Le décrochage : une question de productivité …

Stéphanie Villers souligne que si l’on prend comme indicateur la productivité du travail, « c’est à dire noter capacité à produire avec noter niveau de main d’œuvre, l’Europe est à la traîne par rapport aux Etats Unis. Et la France serait l’une des plus mauvaises élèves de l’Union Européenne en la matière. Le pouvoir d’achat est aujourd’hui l’une des principales préoccupation des Français, or, pour améliorer le pouvoir d’achat il faut augmenter les salaires, et l’augmentation des salaires passe par l’amélioration de la productivité.

... et d’investissements stratégiques

Antoine Bouët acquiesce, la productivité est l’indicateur le plus pertinent à surveiller aujourd’hui pour mesurer le décrochage de l’économie française. Si on décompose l’évolution du PIB, on s’aperçoit que c’est la productivité horaire du travail qui stagne en Europe alors qu’aux Etats-Unis, elles progressent. Il n’y a pas assez d’investissement, en France et en Europe, dans les nouvelles technologies de l’information et de la communication, dans la robotisation et puis dans l’intelligence artificielle. Ces nouvelles capacités ne sont pas acquises, que ce soit au niveau de l’entreprise ou de l’individu. La France n’investit pas assez en recherche et développement, ne dépense pas assez dans l’innovation. Par ailleurs, il y a un investissement en éducation au niveau de la formation initiale et au niveau de la formation permanente  qu’il faut renforcer en France, dans le primaire, et puis dans le supérieur. On forme en France selon Madame Villers, environ 50 000 ingénieurs, or il en faudrait au moins 10 000 de plus pour répondre aux besoins de développement industriel du pays.

Ceci dit, Stéphanie Villers insiste pour rappeler que la baisse de la productivité française est également la conséquence d’un choix, le développement de l’apprentissage, à travers notamment le million de contrats d’apprentissage qui a permis aux jeunes de s’insérer sur le marché du travail.
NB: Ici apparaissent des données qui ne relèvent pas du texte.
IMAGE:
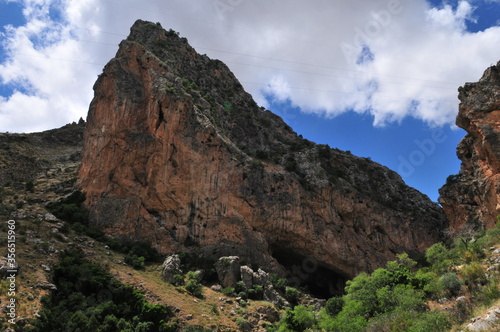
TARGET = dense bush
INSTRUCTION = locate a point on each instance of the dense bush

Comment rattraper le retard ?

A l’instar des préconisations d’Enrico Letta dans le rapport qu’il a publié au mois d’avril 2024 sur l’avenir du marché commun européen, Antoine Bouët souligne qu’il faut encore construire en Europe une union bancaire, avancer dans l’intégration du marché des capitaux et surtout innover dans les nouvelles technologies. L’Europe a construit le marché commun il y a 20 ans mais c’est loin d’être suffisant pour Madame Villers, il faudrait selon elle créer un marché unique qui puisse récupérer l’ensemble de l’épargne au sein de la zone euro pour pouvoir financer ces enjeux technologiques.